Grand jurors seated in New Orleans’ state criminal courthouse on Thursday handed up a nine-count indictment against Mark Francis Ford, nearly five months after authorities arrested him and jailed him without bail. The document charges Ford, 64, with aggravated rape of a child; raping a person suffering from a physical disability preventing resistance; two counts of molesting a juvenile; another three of indecent behavior with a minor; and kidnapping.

Ford is only the latest figure to come under authorities’ scrutiny during the longstanding clergy molestation scandal within the New Orleans Catholic church. Prosecutors allege that he committed the offenses cited in the indictment between 2006 and 2008, victimizing a boy who was between the ages of 12 and 14.

He would face mandatory life imprisonment if convicted as accused in the indictment, through which the office of the New Orleans district attorney, Jason Williams, office filed formal charges against Ford in connection with his earlier arrest.

Ford’s attorney, Ralph Whalen, didn’t immediately comment on Thursday.

Court records generated by Ford’s arrest allege that he positioned himself as a mentor to the victim in the case while the boy grieved two family deaths. Ford then allegedly exploited that proximity to abuse the boy, whom he met through a church program for youth who are disabled.

The name of that program was God’s Special Children, and it was co-founded by Ford.

As police tell it in a sworn statement filed in court, the boy was mourning his grandmother’s and father’s deaths when Ford – who was a Catholic priest from 1992 to 2007 – grew close to him, visited him at home to play video games with him and gave him guitar lessons.

Then, police alleged, Ford began showing pornography to the boy, who is on the autism spectrum and has a degenerative spinal condition, which occasionally requires him to use a wheelchair.
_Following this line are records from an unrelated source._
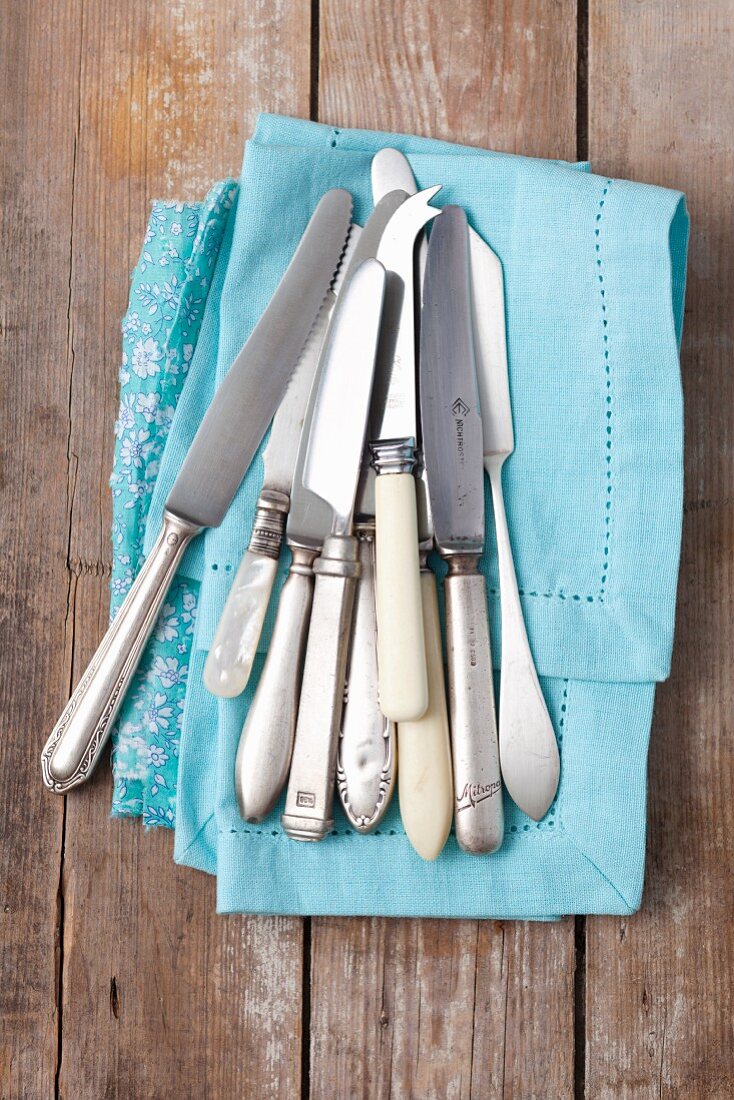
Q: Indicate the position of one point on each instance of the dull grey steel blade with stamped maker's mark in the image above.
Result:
(450, 395)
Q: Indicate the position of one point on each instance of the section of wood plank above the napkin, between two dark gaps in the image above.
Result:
(495, 74)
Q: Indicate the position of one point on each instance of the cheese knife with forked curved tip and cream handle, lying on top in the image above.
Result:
(401, 647)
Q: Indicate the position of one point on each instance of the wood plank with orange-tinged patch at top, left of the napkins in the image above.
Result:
(160, 997)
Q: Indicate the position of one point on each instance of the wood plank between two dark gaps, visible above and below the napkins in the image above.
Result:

Ford allegedly ignored the boy’s pleas when the child expressed discomfort with the explicit content, eventually sexually attacked the boy on several occasions and told him his family would never believe him if he reported the abuse.
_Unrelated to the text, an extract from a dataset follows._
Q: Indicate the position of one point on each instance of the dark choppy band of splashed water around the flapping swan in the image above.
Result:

Legally ruled to still be a minor despite having reached the age of majority, the victim came forward to police in November 2024, court documents say. He subsequently underwent two forensic interviews, and police obtained a warrant to arrest Ford in early September.

Authorities arrested Ford in Portage, Indiana, where he was residing, later that month. He was transferred to New Orleans’ jail in October and ordered detained there without bail pending the outcome of the case.

Williams’ office has previously said the case against Ford is “deeply serious and disturbing”.

“He is accused of using his position to commit violent and reprehensible acts against a child with a disability,” a prior statement from Williams’ office said. “These allegations represent an unacceptable breach of trust and a level of vulnerability that should never be taken advantage of.”

Ford is among several men who have worked as Catholic clergymen in New Orleans to have been arrested by authorities in connection with child sexual abuse allegations both before and after the city’s archdiocese filed for federal bankruptcy protection in 2020.

The archdiocese and its insurers in early December agreed to pay $305m collectively to settle with abuse survivors whose claims were ensnared in the bankruptcy case. Almost a year to the day prior to that agreement, retired New Orleans Catholic priest Lawrence Hecker pleaded guilty to decades-old rape and kidnapping charges and received a mandatory life sentence. He died in prison at age 93 soon thereafter.

Ford belonged to the Catholic religious order known as the Vincentians, and he was assigned to various churches within the archdiocese of New Orleans as well as the dioceses of Dallas and Gallup, New Mexico, during his clerical career. He helped found God’s Special Children while at New Orleans’ St Joseph church, which the Vincentians have run since 1858.

The Vincentians say Ford eventually successfully asked the Vatican to remove him from the Catholic priesthood. An online profile of Ford said he worked for Louisiana’s government beginning in 2006 as assistant director of disability affairs, and later, in a separate role, aided efforts by the state’s Native tribes to recover from hurricanes.

More recently, Ford was reported to have joined the US hunger relief non-profit Feeding America with positions in Phoenix and Chicago. And he was listed as a board member of the American Indian Center in Chicago.

The church watchdog group BishopAccountability.org has previously said the 1994, 1999, 2002 and 2003 editions of the Official Catholic Directory failed to list Ford among active clergy members. Such disappearances can often signal “problems in ministry that are not being managed in a transparent way, and/or periods during which the priest has been sent to a treatment center”, the group said.

Yet, as the website noted, only the earliest of those interruptions in ministry was publicly explained. The Dallas Morning News reported in 1997 that Ford had entered a program in New Mexico to be treated for problems managing money while working at two churches in Arizona for the Gallup diocese.